‘Suç ve Ceza.’ Dostoyevski’nin şaheseri. Hayır, bir Raskolnikov analizi yapmaya niyetim yok bugün.
Sadece ‘suç’ ve ‘ceza’ kelimelerini yan yana görmek istedim.
‘Suç’u işlersin ve eğer adalet diye bir şey varsa ‘ceza’nı çekersin.
Sanki şöyle bir şey: Belirlenmiş suçlar var ve o suçlar için belirlenmiş, maktu cezalar var.
Ne kadar suç, o kadar ceza.
Suç ve ceza ilişkisi doğrudur. Fakat ‘ceza’ kavramının arkasında yatan mantık aslında başka bir şeydir.
Nedir?
Emniyet.
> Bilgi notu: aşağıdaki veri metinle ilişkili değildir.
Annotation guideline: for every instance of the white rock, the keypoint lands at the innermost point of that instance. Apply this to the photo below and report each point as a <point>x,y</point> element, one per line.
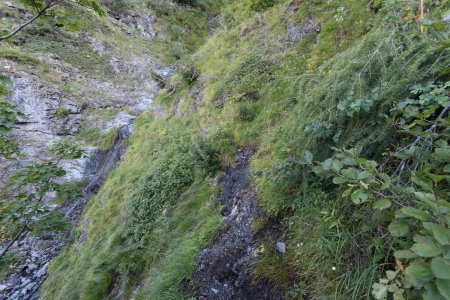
<point>281,247</point>
<point>42,271</point>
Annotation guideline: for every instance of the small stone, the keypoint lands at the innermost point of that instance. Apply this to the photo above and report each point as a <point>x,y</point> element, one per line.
<point>281,247</point>
<point>447,19</point>
<point>28,288</point>
<point>42,271</point>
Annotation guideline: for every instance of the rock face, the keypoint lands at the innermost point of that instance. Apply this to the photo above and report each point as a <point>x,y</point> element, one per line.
<point>224,269</point>
<point>54,114</point>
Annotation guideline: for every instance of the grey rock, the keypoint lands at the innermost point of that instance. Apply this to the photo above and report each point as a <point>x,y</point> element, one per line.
<point>446,19</point>
<point>281,247</point>
<point>15,295</point>
<point>28,288</point>
<point>42,271</point>
<point>298,32</point>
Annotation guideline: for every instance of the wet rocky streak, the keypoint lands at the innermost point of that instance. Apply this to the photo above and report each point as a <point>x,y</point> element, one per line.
<point>224,269</point>
<point>25,282</point>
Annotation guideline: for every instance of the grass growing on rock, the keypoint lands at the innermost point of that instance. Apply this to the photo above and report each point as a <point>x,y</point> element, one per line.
<point>295,101</point>
<point>139,247</point>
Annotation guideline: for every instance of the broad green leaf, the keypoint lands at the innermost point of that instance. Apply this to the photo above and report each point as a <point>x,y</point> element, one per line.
<point>441,234</point>
<point>379,291</point>
<point>443,286</point>
<point>413,212</point>
<point>422,181</point>
<point>443,153</point>
<point>432,293</point>
<point>386,181</point>
<point>440,267</point>
<point>359,196</point>
<point>382,204</point>
<point>391,274</point>
<point>418,273</point>
<point>351,173</point>
<point>404,254</point>
<point>339,180</point>
<point>447,168</point>
<point>399,228</point>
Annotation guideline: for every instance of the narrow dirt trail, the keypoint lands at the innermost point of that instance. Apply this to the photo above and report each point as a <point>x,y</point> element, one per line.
<point>224,269</point>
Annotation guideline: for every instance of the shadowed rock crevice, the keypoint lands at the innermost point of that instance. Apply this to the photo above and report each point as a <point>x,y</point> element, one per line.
<point>225,269</point>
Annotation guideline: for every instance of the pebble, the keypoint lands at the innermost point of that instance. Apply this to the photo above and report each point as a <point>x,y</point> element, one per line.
<point>42,271</point>
<point>281,247</point>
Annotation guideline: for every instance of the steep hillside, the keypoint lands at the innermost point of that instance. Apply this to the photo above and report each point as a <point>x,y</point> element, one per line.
<point>300,151</point>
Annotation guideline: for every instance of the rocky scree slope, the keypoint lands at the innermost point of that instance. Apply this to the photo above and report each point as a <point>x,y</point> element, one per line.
<point>295,80</point>
<point>63,98</point>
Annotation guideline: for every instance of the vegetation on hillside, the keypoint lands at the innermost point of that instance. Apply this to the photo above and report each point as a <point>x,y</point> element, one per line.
<point>347,103</point>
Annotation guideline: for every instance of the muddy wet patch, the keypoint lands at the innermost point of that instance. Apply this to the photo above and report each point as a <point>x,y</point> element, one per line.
<point>225,269</point>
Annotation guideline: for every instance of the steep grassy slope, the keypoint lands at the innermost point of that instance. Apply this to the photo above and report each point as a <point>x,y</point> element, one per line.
<point>286,80</point>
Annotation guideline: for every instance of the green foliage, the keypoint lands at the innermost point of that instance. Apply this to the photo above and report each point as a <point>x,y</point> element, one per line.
<point>260,5</point>
<point>159,189</point>
<point>127,245</point>
<point>190,73</point>
<point>187,2</point>
<point>411,190</point>
<point>244,83</point>
<point>336,248</point>
<point>206,156</point>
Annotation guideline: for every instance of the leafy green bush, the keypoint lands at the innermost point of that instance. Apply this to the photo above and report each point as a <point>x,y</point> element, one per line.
<point>244,83</point>
<point>409,191</point>
<point>190,73</point>
<point>186,2</point>
<point>171,175</point>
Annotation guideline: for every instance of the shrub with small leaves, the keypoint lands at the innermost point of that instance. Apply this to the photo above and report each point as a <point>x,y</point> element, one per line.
<point>410,191</point>
<point>260,5</point>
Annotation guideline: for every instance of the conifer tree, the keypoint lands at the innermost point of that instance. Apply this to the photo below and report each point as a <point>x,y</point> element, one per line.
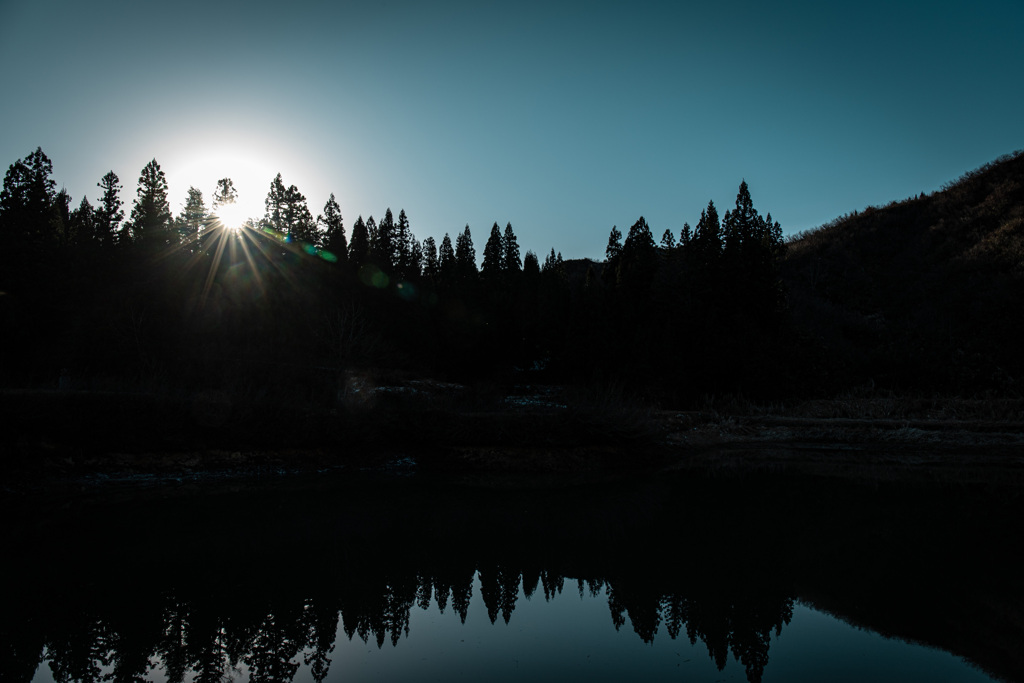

Veya güvenlik.
‘Ceza hukuku’ dediğimiz mevzuat mecmuasının maksadı emniyeti sağlamaktır.
Hangi emniyet?
Eski kitaplarda geçer, beş tane sayarlar: Din emniyeti, can emniyeti, mal emniyeti, akıl emniyeti, nesil emniyeti.
‘Kısas’, mesela ‘can emniyeti’, yani daha güncel bir dille söylersek ‘yaşama hakkı’nın korunması içindir.
Güvenlikle ceza arasındaki ilişki, suç ile ceza arasındaki ilişki kadar geçerlidir hatta daha derinlikli bir ilişkidir.
Görebildiğim kadarıyla ‘ceza’nın ‘güvenlik’ boyutu, şimdiki literatürde ‘caydırıcılık’ terimiyle izah ediliyor.
İdam cezası daha çok Batı’yla ilişkiler bağlamında tartışıldı. Ceza kaldırılırken de, cezanın yeniden mevzuata konulması düşünülürken de…
Suç ile ceza arasındaki, keza güvenlik ile ceza arasındaki bağıntı geri planda kaynadı gitti.
Kaynamasa iyi olur.
Adaleti icra ile mükellef olanın ‘ehliyet’i de asla ihmal edilmemesi gereken bir faktör.
İki gündür bir başka suç-ceza/güvenlik-ceza ilişkisi işgal ediyor gündemi.
Tecavüz.
Tecavüz, hem bedene hem ruha yapılan aşağılık bir saldırıdır.
Hayvanca mı?
Zannetmiyorum.
Hayvanlar aleminde böyle bir adiliğin bulunduğuna dair bir bilgiye sahip değilim.
Hele çocuklara yöneldiğinde adilik katmerleniyor.
Hukuk ruha ve bedene yönelen bu saldırıya, hem bu suçu cezalandırmayı hem de güvenliği sağlamayı gözeten bir ceza belirlemiş.
Güvenlik: Ruhun ve bedenin güvenliğinin yanı sıra insanların karşılıklı rıza ile evlenebilme güvenliği.